In the present case, the patient completed durvalumab maintenance therapy without developing grade 2 or higher pneumonia. The development of radiation pneumonitis interferes with the completion of durvalumab maintenance therapy and may lead to worse clinical outcomes. Thus, it is desirable to reduce the dose to the lungs as much as possible. As in previous reports [3,4], VMAT can achieve better dose coverage to the tumor than 3DCRT, especially in the case of tumors with distorted shapes; at the same time, the dose to the lungs can be kept low. In the present case, the clinical adaptive VMAT plans were able to lower the lung V20 compared to the referential 3DCRT plan (VMAT vs 3DCRT: lung V20 23.4% vs 25.7% and MLD 13.7% vs 14.7%, respectively). Two replans of the VMAT played an important role in reducing the lung dose while ensuring dose to tumors whose size varied widely during treatment.

The main concern when applying VMAT to rapidly growing tumors is that VMAT has a longer delay between the date of simulation CT and the start of treatment compared to 3DCRT. If the tumor continues to grow after the onset of treatment, a situation may arise where it is inappropriate to continue the original treatment plan. The worst-case scenario could be that the growth rate during the delay was too fast, so that even the newly made VMAT plan is already inappropriate at the starting time. On the other hand, even for rapidly shrinking tumors, it is important to change the VMAT plan promptly, and a long delay before changing the plan can be a factor in increasing the dose to the normal tissues surrounding the tumor. These concerns are at the root of avoiding VMAT for tumors that rapidly change in volume and shape.

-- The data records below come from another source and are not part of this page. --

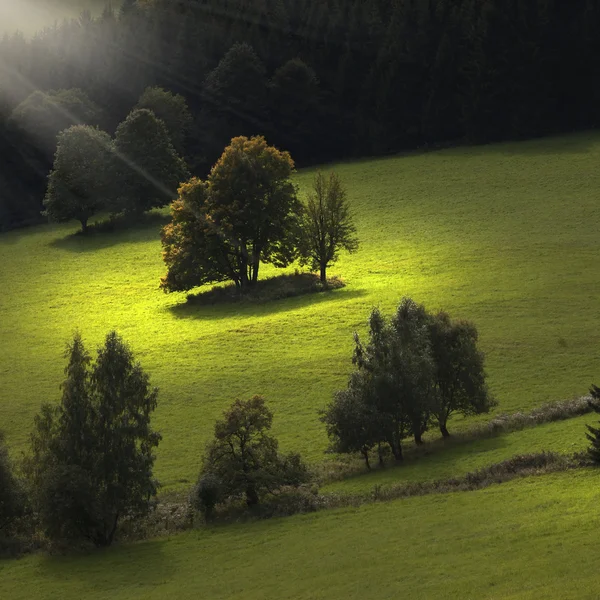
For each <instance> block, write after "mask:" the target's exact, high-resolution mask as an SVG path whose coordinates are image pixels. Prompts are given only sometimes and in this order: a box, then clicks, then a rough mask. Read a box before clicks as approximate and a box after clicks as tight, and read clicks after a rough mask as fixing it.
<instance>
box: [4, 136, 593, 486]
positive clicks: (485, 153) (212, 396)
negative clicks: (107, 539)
mask: <svg viewBox="0 0 600 600" xmlns="http://www.w3.org/2000/svg"><path fill="white" fill-rule="evenodd" d="M599 162H600V136H598V135H597V134H592V133H587V134H580V135H576V136H570V137H562V138H555V139H546V140H537V141H530V142H522V143H511V144H502V145H495V146H489V147H478V148H457V149H450V150H443V151H436V152H431V153H424V154H412V155H407V156H397V157H390V158H385V159H379V160H364V161H357V162H352V163H345V164H339V165H334V166H333V167H332V168H334V169H335V170H336V171H337V172H338V173H339V175H340V176H341V178H342V180H343V181H344V182H345V184H346V186H347V188H348V192H349V198H350V201H351V203H352V207H353V210H354V213H355V216H356V223H357V229H358V235H359V238H360V240H361V242H362V247H361V248H360V250H359V252H358V253H357V254H355V255H352V256H343V257H342V260H341V261H340V262H339V263H338V264H337V265H335V266H334V267H333V268H332V269H331V275H340V276H341V277H342V278H343V279H344V280H345V282H346V284H347V286H346V287H345V288H343V289H341V290H336V291H334V292H331V293H328V294H319V295H314V296H304V297H298V298H292V299H287V300H280V301H275V302H271V303H267V304H263V305H246V304H244V305H236V304H229V305H222V306H196V305H194V306H188V305H186V303H185V296H184V295H183V294H174V295H170V296H169V295H165V294H164V293H163V292H161V291H160V290H159V289H158V282H159V278H160V276H161V275H162V274H163V271H164V267H163V264H162V260H161V246H160V242H159V229H160V226H161V223H164V222H165V221H164V219H163V220H162V221H159V220H155V221H152V220H151V221H150V222H149V223H148V224H146V225H142V226H139V227H137V228H134V229H131V230H128V231H122V232H117V233H100V232H96V233H94V234H92V235H90V236H89V237H83V236H80V235H76V234H75V232H76V231H77V229H78V225H76V224H75V223H73V224H69V225H45V226H40V227H36V228H33V229H27V230H22V231H14V232H11V233H7V234H3V235H2V236H0V257H1V261H0V283H1V288H2V293H1V294H0V340H1V344H0V380H1V381H2V386H1V388H0V428H2V429H4V430H5V432H6V434H7V439H8V441H9V444H10V447H11V450H12V452H13V453H14V454H15V455H18V453H19V452H20V451H21V450H24V449H25V448H26V443H27V439H28V434H29V431H30V430H31V425H32V419H33V416H34V414H35V413H36V411H37V410H38V409H39V406H40V403H41V402H45V401H57V400H58V399H59V397H60V391H59V387H58V386H59V384H60V382H61V381H62V378H63V372H62V371H63V368H64V359H63V352H64V346H65V343H66V341H67V340H68V339H69V338H70V336H71V335H72V332H73V330H74V329H75V328H78V329H79V330H80V331H81V333H82V335H83V339H84V341H85V342H86V343H87V346H88V348H89V349H90V350H93V349H95V347H96V346H97V345H98V344H99V343H100V342H101V340H102V339H103V337H104V335H105V334H106V333H107V331H108V330H109V329H112V328H115V329H117V330H118V331H119V332H120V333H121V334H122V335H123V337H124V338H125V340H126V341H127V342H129V343H130V345H131V347H132V349H133V350H134V352H135V353H136V355H137V357H138V359H139V360H140V361H141V363H142V365H143V367H144V368H145V369H146V370H147V371H148V373H149V374H150V376H151V380H152V382H153V383H154V384H155V385H157V386H158V387H159V388H160V395H159V408H158V409H157V412H156V415H155V426H156V428H157V429H158V430H159V431H160V432H161V433H162V435H163V442H162V443H161V446H160V447H159V450H158V459H157V464H156V473H157V475H158V477H159V479H160V480H161V482H162V483H163V485H164V486H165V489H167V490H168V489H184V488H186V487H188V486H189V484H190V483H191V482H193V481H194V480H195V479H196V475H197V471H198V468H199V466H200V461H201V457H202V452H203V448H204V445H205V443H206V441H207V440H208V439H209V437H210V435H211V431H212V427H213V424H214V421H215V419H216V418H217V417H218V416H219V415H220V414H221V412H222V411H223V409H224V408H225V407H226V406H228V405H229V404H230V403H231V401H232V400H233V399H234V398H236V397H244V398H245V397H249V396H250V395H253V394H262V395H264V396H265V398H266V399H267V401H268V403H269V405H270V406H271V408H272V409H273V410H274V413H275V421H274V433H275V434H276V435H277V436H278V437H279V438H280V441H281V445H282V448H283V449H284V450H290V449H294V450H298V451H300V452H302V453H303V454H304V455H305V457H306V458H307V459H308V460H310V461H312V462H316V461H320V460H321V459H322V458H323V451H324V450H325V448H326V446H327V440H326V436H325V433H324V428H323V426H322V424H321V423H320V422H319V418H318V410H319V409H320V408H322V407H323V406H324V405H325V404H326V403H327V402H328V400H329V399H330V397H331V394H332V393H333V392H334V391H335V390H336V389H338V388H340V387H342V386H344V385H345V382H346V379H347V376H348V373H349V371H350V370H351V368H352V365H351V360H350V359H351V352H352V346H353V341H352V334H353V332H354V331H355V330H358V331H359V332H362V331H364V330H365V324H366V319H367V317H368V314H369V311H370V310H371V308H372V307H373V306H380V307H381V308H382V309H383V310H384V311H391V310H393V308H394V306H395V305H396V303H397V302H398V301H399V299H400V298H401V297H402V296H403V295H410V296H412V297H413V298H414V299H415V300H417V301H418V302H423V303H425V304H426V305H427V307H428V308H431V309H441V308H443V309H445V310H447V311H449V312H450V313H451V314H452V315H453V316H455V317H462V318H467V319H470V320H473V321H474V322H475V323H476V324H477V326H478V328H479V333H480V340H481V345H482V348H483V349H484V350H485V352H486V354H487V367H488V372H489V383H490V388H491V390H492V392H493V393H494V395H495V396H496V397H497V399H498V400H499V403H500V406H499V408H498V409H497V411H501V412H511V411H516V410H527V409H529V408H531V407H534V406H536V405H538V404H540V403H542V402H544V401H547V400H553V399H559V398H566V397H571V396H574V395H581V394H583V393H585V392H586V391H587V389H588V387H589V385H590V383H592V382H594V381H598V379H599V375H600V356H599V354H600V327H599V325H600V322H599V321H600V314H599V313H598V301H599V296H600V277H599V275H600V262H599V260H598V257H599V251H600V238H599V236H598V234H597V224H598V216H599V210H600V209H599V203H598V194H599V192H598V190H599V189H600V185H599V184H600V174H599V171H598V164H599ZM324 168H329V167H324ZM313 175H314V171H311V170H304V171H301V172H299V173H298V175H297V182H298V185H299V187H300V194H301V196H303V195H304V194H305V193H306V190H307V189H308V186H309V185H310V182H311V180H312V177H313ZM290 270H293V268H292V269H290ZM273 274H274V270H273V269H268V268H263V271H262V272H261V276H263V277H264V276H268V275H273ZM463 426H464V422H463V421H462V420H461V419H456V420H454V421H451V422H450V428H451V430H452V429H455V430H456V428H460V427H463ZM569 426H570V425H569V424H558V425H557V427H559V428H560V427H567V428H568V427H569ZM581 427H582V428H583V425H581ZM526 433H527V432H523V435H526ZM581 435H583V434H581ZM549 441H550V440H549ZM549 445H550V444H549ZM547 449H550V450H552V449H553V448H552V447H548V448H547ZM469 468H470V467H469ZM466 470H468V469H466Z"/></svg>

However, in recent years, the two-or-three-dimensional array detector has replaced the role of validation with radiographic film, and the time required for QA procedures is getting shorter [14]. Moreover, further simplification of the QA procedure has been attempted in some research [10,11]. The shorter the time for completing the planning of VMAT, the greater the chance of using adaptive VMAT. Owing to the development of QA tools, the combination of VMAT and adaptive RT can be an option for the treatment of rapidly growing tumors.

In the present case, the tumor volume changed significantly during treatment. The tumor grew in size for 2 weeks after the start of treatment, and then suddenly began to shrink. In experimental tumors, it has been observed that there is a delay between the start of irradiation and the start of tumor shrinkage, even if the tumor is eventually controlled [15,16]. Even in clinical cases, it is presumed that this delay may actually occur in tumors with rapid growth. Thus, continued tumor progression in the early stages of treatment does not necessarily mean abandonment of the first definitive chemoradiotherapy. In the present case, adaptive VMAT and adjuvant durvalumab therapy were effective for rapidly growing NSCLC. Continuation of chemoradiation therapy for locally advanced NSCLC with adaptive VMAT may be effective even if the growth trend continues after the start of treatment.

Conclusions

In this report, we present a case in which proper adaptive VMAT and durvalumab maintenance therapy for dramatically progressive NSCLC was effective, resulting in 1-year progression-free survival. Even when rapid tumor progression is suggested, the combination of VMAT and adaptive RT may be an option to achieve control of locally advanced lung cancer by providing good coverage of the growing PTV. Conversely, when the tumor has shrunk with treatment, VMAT can be adapted to reduce the lung dose and the risk of radiation pneumonitis. For rapidly growing locally advanced lung cancers, chemoradio-therapy with multiple adaptations of VMAT has shown good results by both providing good PTV coverage and reducing the OAR dose. Although adaptive VMAT may need modulation multiple times to cope with the changes in tumor volume, drastic tumor growth after the start of chemoradiotherapy does not necessarily mean that adaptive VMAT is not indicated.